En matière de travail le dimanche (art.7 de l’ordonnance), les entreprises relevant de secteurs d’activité nécessaires à la sécurité de la Nation ou à la continuité de la vie économique ainsi que les entreprises qui assurent à celles-ci des prestations nécessaires à l’accomplissement de leur activité seront autorisées à déroger au repos dominical en attribuant le repos hebdomadaire par roulement.

Ces mesures et dérogations cesseront de produire leurs effets le 31 décembre 2020.
 

Ordonnance n° 2020-324, 25 mars 2020, portant mesures d’urgence en matière de revenus de remplacement mentionnés à l’article L. 5421 2 du code du travail

L’ordonnance n° 2020-324 du 25 mars 2020 (1)(2) détermine les dispositions spécifiques en matière de durée d'indemnisation des travailleurs privés d'emploi bénéficiaires d'un revenu de remplacement, afin de tenir compte des conséquences économiques, financières et sociales de la propagation du covid-19 pour les intéressés.

Il est prévu un maintien des allocations d’aide au retour à l’emploi des demandeurs d’emploi dont les droits expirent entre le 12 mars 2020 et une date fixée par arrêté du ministre chargé de l’emploi, qui ne pourra toutefois pas excéder le 31 juillet 2020.

L'article 1er prévoit que pour les demandeurs d'emploi qui épuisent pendant cette période leur droit à l'allocation de retour à l'emploi (ARE), à l'allocation de solidarité spécifique (ASS) et aux allocations spécifiques pouvant être versées aux intermittents du spectacle, la durée pendant laquelle l’allocation est versée fait l’objet d’une prolongation déterminée par arrêté du ministre de l’emploi. Pour rappel, l’allocation de solidarité spécifique peut être accordée en cas d’épuisement des droits au chômage et lorsque les ressources mensuelles ne dépassent pas un certain plafond.

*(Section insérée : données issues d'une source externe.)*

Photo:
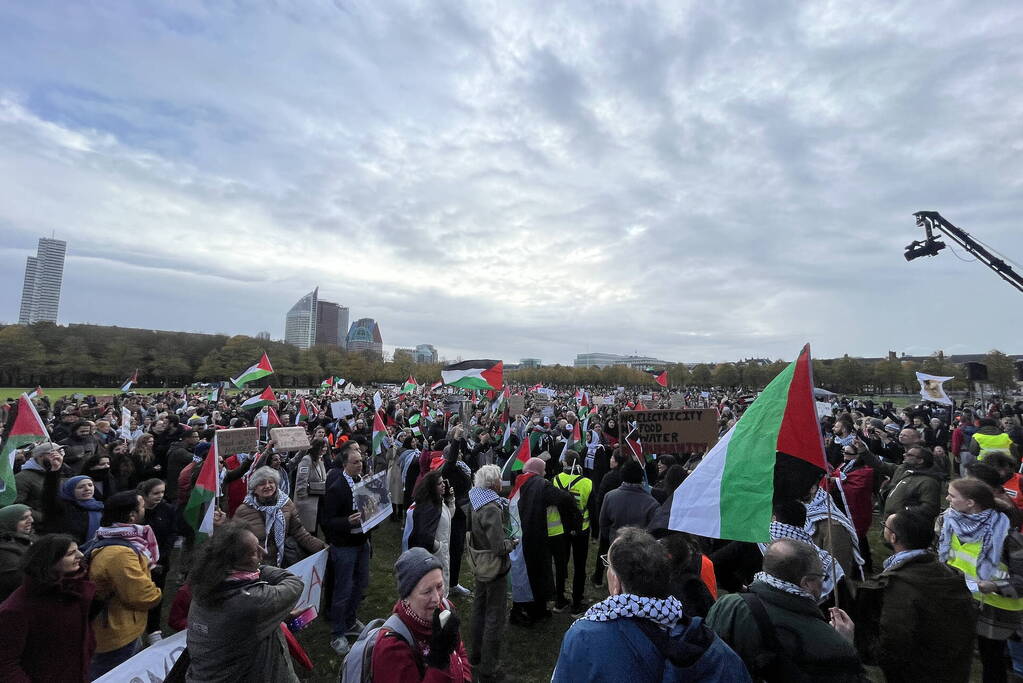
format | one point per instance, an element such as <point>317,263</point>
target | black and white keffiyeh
<point>665,611</point>
<point>273,519</point>
<point>832,570</point>
<point>816,511</point>
<point>791,589</point>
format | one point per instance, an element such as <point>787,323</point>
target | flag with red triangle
<point>28,428</point>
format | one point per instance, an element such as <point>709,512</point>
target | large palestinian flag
<point>261,369</point>
<point>202,502</point>
<point>28,428</point>
<point>481,374</point>
<point>267,398</point>
<point>730,493</point>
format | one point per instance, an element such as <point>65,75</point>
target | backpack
<point>358,666</point>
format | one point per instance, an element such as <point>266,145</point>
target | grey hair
<point>262,474</point>
<point>486,476</point>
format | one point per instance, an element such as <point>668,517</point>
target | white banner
<point>931,389</point>
<point>152,664</point>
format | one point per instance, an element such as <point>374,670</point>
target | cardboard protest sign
<point>372,500</point>
<point>674,431</point>
<point>290,439</point>
<point>242,440</point>
<point>341,408</point>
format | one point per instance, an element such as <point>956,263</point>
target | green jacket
<point>917,621</point>
<point>815,648</point>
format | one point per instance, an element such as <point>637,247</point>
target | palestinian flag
<point>125,388</point>
<point>730,493</point>
<point>379,433</point>
<point>261,369</point>
<point>202,502</point>
<point>303,414</point>
<point>267,398</point>
<point>481,374</point>
<point>660,376</point>
<point>513,467</point>
<point>28,428</point>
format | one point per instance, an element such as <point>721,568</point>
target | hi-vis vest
<point>964,557</point>
<point>992,442</point>
<point>580,487</point>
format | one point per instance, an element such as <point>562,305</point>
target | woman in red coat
<point>44,625</point>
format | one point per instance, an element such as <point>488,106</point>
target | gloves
<point>442,641</point>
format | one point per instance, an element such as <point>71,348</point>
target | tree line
<point>52,356</point>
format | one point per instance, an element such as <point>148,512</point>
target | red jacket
<point>45,635</point>
<point>394,661</point>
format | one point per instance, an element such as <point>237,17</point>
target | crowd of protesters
<point>86,549</point>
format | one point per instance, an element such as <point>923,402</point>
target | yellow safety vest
<point>964,557</point>
<point>992,442</point>
<point>580,487</point>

Ces dispositions concernent également l'allocation d'assurance dont la charge est assurée par les employeurs publics mentionnés à l'article L. 5424-1 (3) du code du travail, au bénéfice notamment :
  1. des agents fonctionnaires et non fonctionnaires de l'État et de ses établissements publics administratifs, les agents titulaires des collectivités territoriales ainsi que les agents statutaires des autres établissements publics administratifs ainsi que les militaires ;
  2. des agents non titulaires des collectivités territoriales et les agents non statutaires des établissements publics administratifs autres que ceux de l'État et ceux mentionnés au 4° ainsi que les agents non statutaires des groupements d'intérêt public ;
  3. des salariés des entreprises inscrites au répertoire national des entreprises contrôlées majoritairement par l'État, les salariés relevant soit des établissements publics à caractère industriel et commercial des collectivités territoriales, soit des sociétés d'économie mixte dans lesquelles ces collectivités ont une participation majoritaire ;
  4. Les salariés non statutaires des chambres de métiers, des chambres d'agriculture, ainsi que les salariés des établissements et services d'utilité agricole de ces chambres.

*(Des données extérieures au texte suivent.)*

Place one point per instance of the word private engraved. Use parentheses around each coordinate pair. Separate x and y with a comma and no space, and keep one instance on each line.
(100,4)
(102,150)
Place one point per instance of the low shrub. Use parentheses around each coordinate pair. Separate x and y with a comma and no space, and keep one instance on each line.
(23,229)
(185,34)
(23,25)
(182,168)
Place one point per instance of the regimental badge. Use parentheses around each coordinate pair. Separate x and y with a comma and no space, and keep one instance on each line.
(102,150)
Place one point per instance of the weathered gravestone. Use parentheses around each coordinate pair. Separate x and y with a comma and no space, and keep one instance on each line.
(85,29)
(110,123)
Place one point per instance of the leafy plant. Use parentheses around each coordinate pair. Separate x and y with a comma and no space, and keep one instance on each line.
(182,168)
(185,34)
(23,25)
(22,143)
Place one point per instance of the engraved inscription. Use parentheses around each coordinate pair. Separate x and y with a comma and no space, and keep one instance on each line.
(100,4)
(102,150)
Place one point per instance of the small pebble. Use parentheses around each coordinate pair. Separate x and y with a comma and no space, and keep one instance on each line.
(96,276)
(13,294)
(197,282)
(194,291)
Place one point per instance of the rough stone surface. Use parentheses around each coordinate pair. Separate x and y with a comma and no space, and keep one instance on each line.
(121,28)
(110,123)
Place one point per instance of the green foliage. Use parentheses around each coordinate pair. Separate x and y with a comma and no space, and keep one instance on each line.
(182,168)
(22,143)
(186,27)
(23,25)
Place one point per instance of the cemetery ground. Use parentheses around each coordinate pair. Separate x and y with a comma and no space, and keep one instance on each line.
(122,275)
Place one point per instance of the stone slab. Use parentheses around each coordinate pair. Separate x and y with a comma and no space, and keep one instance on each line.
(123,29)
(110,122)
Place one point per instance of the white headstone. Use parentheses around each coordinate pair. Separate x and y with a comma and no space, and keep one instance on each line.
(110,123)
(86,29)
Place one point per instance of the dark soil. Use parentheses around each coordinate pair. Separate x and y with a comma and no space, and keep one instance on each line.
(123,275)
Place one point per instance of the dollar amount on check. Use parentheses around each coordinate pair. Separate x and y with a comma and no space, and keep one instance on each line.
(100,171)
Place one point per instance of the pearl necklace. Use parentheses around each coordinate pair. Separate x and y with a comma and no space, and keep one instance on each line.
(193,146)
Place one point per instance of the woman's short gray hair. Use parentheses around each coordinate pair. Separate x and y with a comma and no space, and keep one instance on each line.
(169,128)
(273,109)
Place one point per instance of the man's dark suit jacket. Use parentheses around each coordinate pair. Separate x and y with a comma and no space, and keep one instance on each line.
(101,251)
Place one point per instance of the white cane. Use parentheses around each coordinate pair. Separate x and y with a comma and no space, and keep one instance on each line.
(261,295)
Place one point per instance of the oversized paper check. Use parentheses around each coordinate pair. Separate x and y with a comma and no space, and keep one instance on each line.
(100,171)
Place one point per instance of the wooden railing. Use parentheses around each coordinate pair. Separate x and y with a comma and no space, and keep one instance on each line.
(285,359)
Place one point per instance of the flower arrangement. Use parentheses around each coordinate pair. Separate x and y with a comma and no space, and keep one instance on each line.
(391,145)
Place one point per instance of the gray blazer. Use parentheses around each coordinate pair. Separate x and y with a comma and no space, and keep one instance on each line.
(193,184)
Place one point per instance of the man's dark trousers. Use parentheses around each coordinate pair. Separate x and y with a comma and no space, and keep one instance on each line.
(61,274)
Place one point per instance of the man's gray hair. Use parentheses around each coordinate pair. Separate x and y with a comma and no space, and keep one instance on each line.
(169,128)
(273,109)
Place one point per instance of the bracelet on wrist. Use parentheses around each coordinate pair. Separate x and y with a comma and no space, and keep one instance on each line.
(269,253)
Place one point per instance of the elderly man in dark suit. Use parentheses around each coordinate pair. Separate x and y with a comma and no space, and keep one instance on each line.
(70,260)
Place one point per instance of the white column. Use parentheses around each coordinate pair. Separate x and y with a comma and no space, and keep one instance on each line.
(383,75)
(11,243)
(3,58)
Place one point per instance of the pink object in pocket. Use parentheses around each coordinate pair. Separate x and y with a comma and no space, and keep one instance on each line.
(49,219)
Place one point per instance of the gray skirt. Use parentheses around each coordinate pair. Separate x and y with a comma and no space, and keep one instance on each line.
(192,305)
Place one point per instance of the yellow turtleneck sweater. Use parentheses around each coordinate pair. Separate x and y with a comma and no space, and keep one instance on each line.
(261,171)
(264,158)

Les personnes en recherche d’emploi qui ne peuvent pour l’instant pas procéder à la recherche d’emploi, voient également leur maintien d’allocations assuré. Il est à noter qu’aucune démarche particulière ne sera à effectuer en plus de celles demandées aux bénéficiaires, l’octroi de l’indemnité se faisant automatiquement.

Le site Pôle emploi précise par ailleurs que « Pour ceux qui auraient éventuellement retravaillé durant la période d’indemnisation, et qui pourraient donc rallonger la durée de leur droit à l’allocation chômage, le rechargement éventuel sera réalisé à l’issue de l’allongement et de la période de confinement ».

Enfin, ces jours d’indemnisation supplémentaires ne seront pas déduits des droits à venir.
 

Activité partielle : les mesures portées par le décret n° 2020-325 du 25 mars 2020 et l’ordonnance n° 2020-346 du 27 mars 2020

Le dispositif d’activité partielle permet de prendre en charge les situations dans lesquelles les entreprises connaissent une baisse d’activité pour l’un des motifs prévus aux article R. 5122-1 du code du travail, notamment en cas de sinistre ou intempéries de caractère exceptionnel de transformation, restructuration ou modernisation de l’entreprise et toute autre circonstance de caractère exceptionnel.

La baisse temporaire d’activité peut prendre la forme soit d’une réduction du temps de travail en-dessous de la durée légale hebdomadaire ou, lorsqu’elle est inférieure, de la durée collective du travail de l’établissement, soit d’une fermeture temporaire de tout ou partie de l'établissement, pendant laquelle les salariés sont en inactivité totale quelle que soit la durée de la fermeture, dans la limite cependant du contingent annuel d’heures indemnisables.

En cas de réduction collective de l'horaire de travail, les salariés peuvent être placés en position d'activité partielle individuellement et alternativement afin de pouvoir autoriser la mise en place d’un système de « roulement » par unité de production, atelier, services, etc.

L’activité partielle est encadrée par les articles L. 5122-1 et suivants et R. 5122-1 et suivants du code du travail. Le salarié en activité partiel perçoit une indemnité horaire, versée par son employeur, correspondant à une part de sa rémunération antérieure dont le pourcentage est fixé par décret en Conseil d’État. L’employeur quant à lui perçoit une allocation financée conjointement par l’État et l’organisme gestionnaire du régime d’assurance chômage.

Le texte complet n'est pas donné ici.